Zombie Processes
Notes for checking and understanding zombie processes on Linux/RHEL systems.
A zombie process is a process that has finished running, but its parent process has not collected its exit status yet.
Zombie processes usually do not use CPU or memory like normal running processes, but many zombies can indicate a problem with the parent process.
What is a zombie process?
A zombie process is already dead, but still appears in the process table.
It usually shows status:
Z
or:
defunct
Example:
user 12345 1234 0 10:00 ? 00:00:00 [process_name] <defunct>
Important concept
You usually do not kill the zombie process directly.
The zombie is already dead.
You normally need to look at the parent process.
Check for zombie processes
Using ps
ps aux | grep -w Z
Better:
ps aux | grep defunct
Show process state, PID, and parent PID
ps -eo stat,pid,ppid,cmd | grep -w Z
or:
ps -eo stat,pid,ppid,cmd | grep defunct
Important fields:
PID = zombie process ID
PPID = parent process ID
STAT = process state
CMD = command
Find the parent process
If the zombie has parent PID 1234, check the parent:
ps -fp 1234
Also:
pstree -p 1234
If pstree is not installed, use:
ps -ef --forest | less
Count zombie processes
ps -eo stat | grep -c Z
More detailed:
ps -eo stat,pid,ppid,cmd | grep -w Z
Check system impact
Zombie processes usually do not consume CPU.
Still check general system health:
uptime
top
free -h
ps aux --sort=-%cpu | head
ps aux --sort=-%mem | head
What to do
If there are only one or two zombies
Usually:
observe
identify parent process
check if it disappears later
check application logs
If many zombies are created repeatedly
Investigate the parent process or application.
Commands:
ps -eo stat,pid,ppid,cmd | grep -w Z
ps -fp PARENT_PID
journalctl -xe
journalctl -u SERVICE_NAME -n 100
Restart parent service
If the parent belongs to a known service, restart the service only if approved.
Example:
systemctl status SERVICE_NAME
journalctl -u SERVICE_NAME -n 100
sudo systemctl restart SERVICE_NAME
Verify:
ps -eo stat,pid,ppid,cmd | grep -w Z
systemctl status SERVICE_NAME
If parent process is PID 1
If the zombie parent is PID 1, it may be adopted by systemd/init.
Check:
ps -fp 1
Usually this should be handled automatically, but if zombies remain, investigate further.
Kill parent process
Warning: killing the parent process can stop an application or service.

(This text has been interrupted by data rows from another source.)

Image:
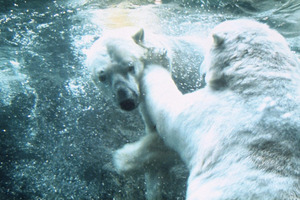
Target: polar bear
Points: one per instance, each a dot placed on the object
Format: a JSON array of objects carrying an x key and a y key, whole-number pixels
[
  {"x": 116, "y": 62},
  {"x": 240, "y": 135}
]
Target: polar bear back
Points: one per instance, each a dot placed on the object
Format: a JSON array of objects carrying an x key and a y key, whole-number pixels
[{"x": 240, "y": 135}]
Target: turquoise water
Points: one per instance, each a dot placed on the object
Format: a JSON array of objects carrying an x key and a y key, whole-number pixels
[{"x": 57, "y": 130}]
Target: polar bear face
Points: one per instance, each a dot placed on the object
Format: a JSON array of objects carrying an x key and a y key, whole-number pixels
[{"x": 116, "y": 64}]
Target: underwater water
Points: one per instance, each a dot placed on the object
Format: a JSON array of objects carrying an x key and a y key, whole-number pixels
[{"x": 57, "y": 130}]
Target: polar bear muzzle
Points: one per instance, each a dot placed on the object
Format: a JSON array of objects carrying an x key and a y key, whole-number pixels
[{"x": 126, "y": 98}]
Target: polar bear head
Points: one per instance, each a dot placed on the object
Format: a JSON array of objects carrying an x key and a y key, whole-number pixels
[
  {"x": 242, "y": 53},
  {"x": 116, "y": 63}
]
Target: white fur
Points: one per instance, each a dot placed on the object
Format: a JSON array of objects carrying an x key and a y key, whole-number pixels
[
  {"x": 240, "y": 135},
  {"x": 116, "y": 62}
]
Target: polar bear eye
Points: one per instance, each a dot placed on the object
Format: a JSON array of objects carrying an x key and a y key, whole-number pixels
[
  {"x": 130, "y": 68},
  {"x": 102, "y": 76}
]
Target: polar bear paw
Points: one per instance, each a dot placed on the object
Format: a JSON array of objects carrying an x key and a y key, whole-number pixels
[{"x": 126, "y": 159}]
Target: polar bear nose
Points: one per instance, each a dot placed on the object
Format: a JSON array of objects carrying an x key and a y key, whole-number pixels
[{"x": 127, "y": 99}]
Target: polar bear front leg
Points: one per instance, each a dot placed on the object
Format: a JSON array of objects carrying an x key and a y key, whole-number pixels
[
  {"x": 162, "y": 98},
  {"x": 148, "y": 152}
]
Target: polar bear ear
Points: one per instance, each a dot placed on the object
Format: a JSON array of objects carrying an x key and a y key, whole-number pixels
[
  {"x": 218, "y": 40},
  {"x": 139, "y": 36}
]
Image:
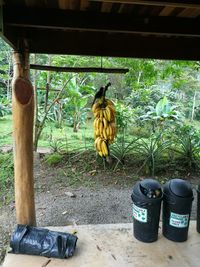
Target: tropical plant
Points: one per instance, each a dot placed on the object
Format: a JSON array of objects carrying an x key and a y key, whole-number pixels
[
  {"x": 122, "y": 148},
  {"x": 162, "y": 114},
  {"x": 187, "y": 145},
  {"x": 151, "y": 151}
]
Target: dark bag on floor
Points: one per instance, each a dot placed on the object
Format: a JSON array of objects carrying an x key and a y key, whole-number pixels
[{"x": 38, "y": 241}]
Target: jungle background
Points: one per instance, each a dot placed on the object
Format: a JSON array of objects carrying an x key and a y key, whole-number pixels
[{"x": 158, "y": 135}]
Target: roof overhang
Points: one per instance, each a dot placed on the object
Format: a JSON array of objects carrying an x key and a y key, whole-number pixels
[{"x": 93, "y": 32}]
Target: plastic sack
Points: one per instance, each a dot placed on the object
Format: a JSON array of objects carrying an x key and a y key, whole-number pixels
[{"x": 38, "y": 241}]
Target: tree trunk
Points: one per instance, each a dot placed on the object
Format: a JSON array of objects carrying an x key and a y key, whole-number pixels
[
  {"x": 35, "y": 105},
  {"x": 193, "y": 106},
  {"x": 23, "y": 113}
]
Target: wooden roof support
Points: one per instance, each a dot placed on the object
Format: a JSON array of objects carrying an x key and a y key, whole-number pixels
[
  {"x": 78, "y": 69},
  {"x": 39, "y": 19},
  {"x": 172, "y": 3},
  {"x": 23, "y": 113}
]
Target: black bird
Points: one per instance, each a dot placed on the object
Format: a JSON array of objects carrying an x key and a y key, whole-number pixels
[
  {"x": 101, "y": 93},
  {"x": 98, "y": 94}
]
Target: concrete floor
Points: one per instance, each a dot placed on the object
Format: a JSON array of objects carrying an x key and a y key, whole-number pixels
[{"x": 113, "y": 245}]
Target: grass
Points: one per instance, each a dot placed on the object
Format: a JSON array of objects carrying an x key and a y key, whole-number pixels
[
  {"x": 65, "y": 135},
  {"x": 6, "y": 177}
]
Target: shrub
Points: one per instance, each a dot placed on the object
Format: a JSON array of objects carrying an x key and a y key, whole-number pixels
[{"x": 53, "y": 159}]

Only do this if you understand the impact.
sudo kill PARENT_PID
If it does not stop:
sudo kill -9 PARENT_PID
Use kill -9 only as a last resort.
Common causes
Parent process bug
Application not properly reaping child processes
Script spawning background jobs incorrectly
Service stuck or unhealthy
Application server issue
Old process after failed restart
First command set for zombie process issues
hostnamectl
uptime
ps -eo stat,pid,ppid,cmd | grep -w Z
ps aux | grep defunct
top
journalctl -xe
systemctl --failed
If parent PID is known:
ps -fp PARENT_PID
pstree -p PARENT_PID
Troubleshooting flow
1. Confirm zombies exist.
2. Count how many.
3. Identify the zombie PID and parent PID.

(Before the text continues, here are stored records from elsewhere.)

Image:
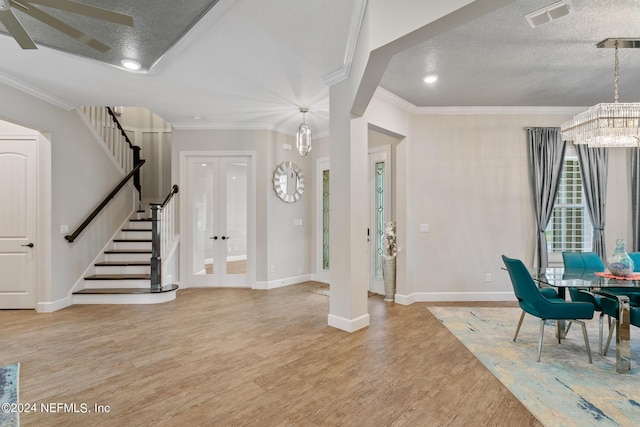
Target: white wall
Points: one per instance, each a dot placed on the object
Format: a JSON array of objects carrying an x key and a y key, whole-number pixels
[
  {"x": 468, "y": 179},
  {"x": 81, "y": 174},
  {"x": 279, "y": 243},
  {"x": 466, "y": 176}
]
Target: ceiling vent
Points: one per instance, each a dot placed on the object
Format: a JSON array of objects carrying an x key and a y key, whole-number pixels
[{"x": 549, "y": 13}]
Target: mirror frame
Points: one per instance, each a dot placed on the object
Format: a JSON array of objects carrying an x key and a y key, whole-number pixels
[{"x": 281, "y": 190}]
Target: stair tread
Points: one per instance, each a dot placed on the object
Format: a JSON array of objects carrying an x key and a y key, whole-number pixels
[
  {"x": 122, "y": 263},
  {"x": 166, "y": 288},
  {"x": 118, "y": 277},
  {"x": 128, "y": 251}
]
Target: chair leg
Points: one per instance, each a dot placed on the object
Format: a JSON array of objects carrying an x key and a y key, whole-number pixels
[
  {"x": 611, "y": 330},
  {"x": 601, "y": 321},
  {"x": 586, "y": 340},
  {"x": 540, "y": 338},
  {"x": 519, "y": 324}
]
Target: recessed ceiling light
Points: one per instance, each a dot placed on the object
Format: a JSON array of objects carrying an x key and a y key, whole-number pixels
[
  {"x": 431, "y": 78},
  {"x": 130, "y": 64}
]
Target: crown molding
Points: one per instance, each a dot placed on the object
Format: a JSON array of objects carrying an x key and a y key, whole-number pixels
[
  {"x": 359, "y": 7},
  {"x": 224, "y": 126},
  {"x": 463, "y": 110},
  {"x": 505, "y": 110},
  {"x": 37, "y": 93}
]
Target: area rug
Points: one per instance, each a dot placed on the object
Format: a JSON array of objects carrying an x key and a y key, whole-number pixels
[
  {"x": 563, "y": 389},
  {"x": 9, "y": 395}
]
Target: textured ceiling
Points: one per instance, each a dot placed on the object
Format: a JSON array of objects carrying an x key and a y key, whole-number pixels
[
  {"x": 158, "y": 25},
  {"x": 251, "y": 64},
  {"x": 499, "y": 60}
]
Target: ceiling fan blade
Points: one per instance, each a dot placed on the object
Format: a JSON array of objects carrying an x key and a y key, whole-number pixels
[
  {"x": 61, "y": 26},
  {"x": 86, "y": 10},
  {"x": 16, "y": 29}
]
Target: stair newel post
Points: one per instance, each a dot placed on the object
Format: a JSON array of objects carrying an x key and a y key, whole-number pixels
[
  {"x": 156, "y": 270},
  {"x": 136, "y": 177}
]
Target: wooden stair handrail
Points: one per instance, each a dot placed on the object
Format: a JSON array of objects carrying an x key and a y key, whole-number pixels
[{"x": 71, "y": 237}]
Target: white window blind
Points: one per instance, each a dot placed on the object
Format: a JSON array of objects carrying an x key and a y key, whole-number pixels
[{"x": 569, "y": 228}]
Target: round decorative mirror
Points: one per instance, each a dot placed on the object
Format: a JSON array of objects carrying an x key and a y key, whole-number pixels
[{"x": 288, "y": 182}]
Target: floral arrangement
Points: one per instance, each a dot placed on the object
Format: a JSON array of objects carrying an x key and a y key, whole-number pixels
[{"x": 389, "y": 239}]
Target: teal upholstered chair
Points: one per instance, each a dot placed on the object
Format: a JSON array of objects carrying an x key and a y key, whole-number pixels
[
  {"x": 635, "y": 257},
  {"x": 533, "y": 302},
  {"x": 610, "y": 306},
  {"x": 588, "y": 262}
]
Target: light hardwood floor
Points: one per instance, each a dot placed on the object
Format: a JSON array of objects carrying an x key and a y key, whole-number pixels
[{"x": 237, "y": 357}]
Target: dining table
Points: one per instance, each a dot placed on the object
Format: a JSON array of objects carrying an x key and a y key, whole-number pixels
[{"x": 607, "y": 285}]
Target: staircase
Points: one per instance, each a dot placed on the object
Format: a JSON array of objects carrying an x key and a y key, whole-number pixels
[{"x": 124, "y": 274}]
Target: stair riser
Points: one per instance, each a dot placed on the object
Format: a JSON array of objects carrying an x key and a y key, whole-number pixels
[
  {"x": 127, "y": 257},
  {"x": 131, "y": 245},
  {"x": 123, "y": 269},
  {"x": 142, "y": 234},
  {"x": 125, "y": 299},
  {"x": 140, "y": 225},
  {"x": 111, "y": 284}
]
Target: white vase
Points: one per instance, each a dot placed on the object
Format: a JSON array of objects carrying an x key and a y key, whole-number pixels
[{"x": 389, "y": 276}]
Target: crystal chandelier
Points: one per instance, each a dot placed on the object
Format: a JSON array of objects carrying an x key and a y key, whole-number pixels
[
  {"x": 614, "y": 124},
  {"x": 303, "y": 137}
]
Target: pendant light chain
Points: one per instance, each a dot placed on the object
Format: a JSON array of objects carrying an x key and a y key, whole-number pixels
[{"x": 616, "y": 77}]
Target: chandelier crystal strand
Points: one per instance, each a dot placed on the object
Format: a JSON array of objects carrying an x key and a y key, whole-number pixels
[{"x": 607, "y": 124}]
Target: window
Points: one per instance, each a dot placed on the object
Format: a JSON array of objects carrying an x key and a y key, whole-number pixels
[{"x": 569, "y": 228}]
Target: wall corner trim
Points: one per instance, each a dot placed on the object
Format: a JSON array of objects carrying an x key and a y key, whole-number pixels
[{"x": 348, "y": 325}]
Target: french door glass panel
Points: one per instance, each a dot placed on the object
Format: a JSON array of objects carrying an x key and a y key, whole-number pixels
[{"x": 219, "y": 195}]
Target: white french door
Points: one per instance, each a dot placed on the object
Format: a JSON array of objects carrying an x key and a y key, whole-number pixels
[
  {"x": 380, "y": 209},
  {"x": 218, "y": 206},
  {"x": 18, "y": 223}
]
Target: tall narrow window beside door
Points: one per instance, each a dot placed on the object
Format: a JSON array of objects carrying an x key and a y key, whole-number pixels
[
  {"x": 325, "y": 220},
  {"x": 569, "y": 228},
  {"x": 379, "y": 218}
]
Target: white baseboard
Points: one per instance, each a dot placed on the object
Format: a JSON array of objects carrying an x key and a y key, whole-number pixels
[
  {"x": 272, "y": 284},
  {"x": 50, "y": 307},
  {"x": 348, "y": 325},
  {"x": 454, "y": 297}
]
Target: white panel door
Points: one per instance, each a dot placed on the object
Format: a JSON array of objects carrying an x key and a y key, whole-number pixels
[
  {"x": 218, "y": 200},
  {"x": 380, "y": 208},
  {"x": 17, "y": 223}
]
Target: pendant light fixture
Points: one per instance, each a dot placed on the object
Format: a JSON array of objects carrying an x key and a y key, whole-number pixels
[
  {"x": 614, "y": 124},
  {"x": 303, "y": 136}
]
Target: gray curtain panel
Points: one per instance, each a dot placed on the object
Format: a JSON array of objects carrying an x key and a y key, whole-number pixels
[
  {"x": 546, "y": 154},
  {"x": 593, "y": 168},
  {"x": 635, "y": 199}
]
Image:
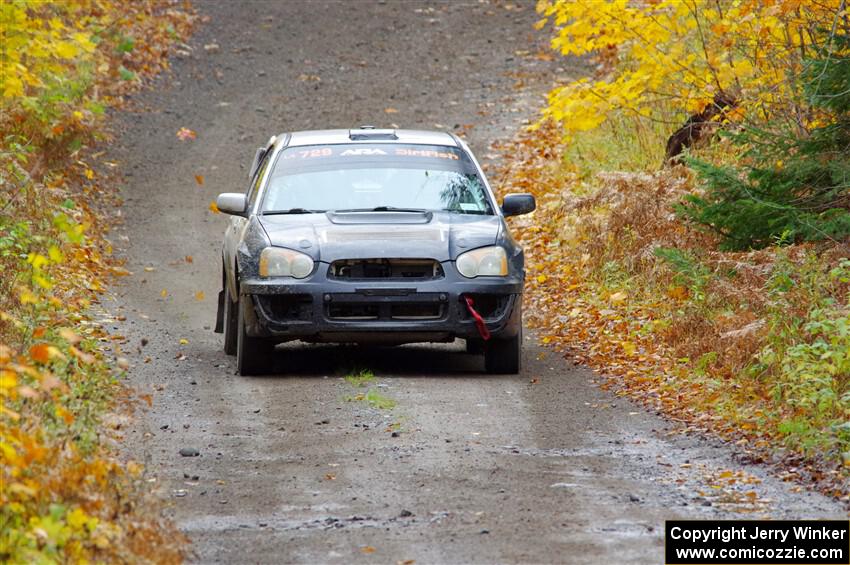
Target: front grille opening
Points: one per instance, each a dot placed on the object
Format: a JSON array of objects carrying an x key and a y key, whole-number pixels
[
  {"x": 416, "y": 311},
  {"x": 399, "y": 269},
  {"x": 288, "y": 307},
  {"x": 490, "y": 306},
  {"x": 353, "y": 311}
]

4. Identify the parent process or service.
5. Check logs for the parent service.
6. Decide if observation is enough.
7. If needed and approved, restart the parent service.
8. Verify zombies are gone or no longer increasing.
Dangerous actions
Be careful with:
killing parent processes
restarting production services
using kill -9
rebooting just to remove zombies
ignoring many repeated zombies
Personal notes
Add sanitized examples here.
Examples:
- A few zombies disappeared by themselves.
- Many zombies came from one parent process.
- Restarting the parent service cleared the zombies.
- The real issue was an application bug.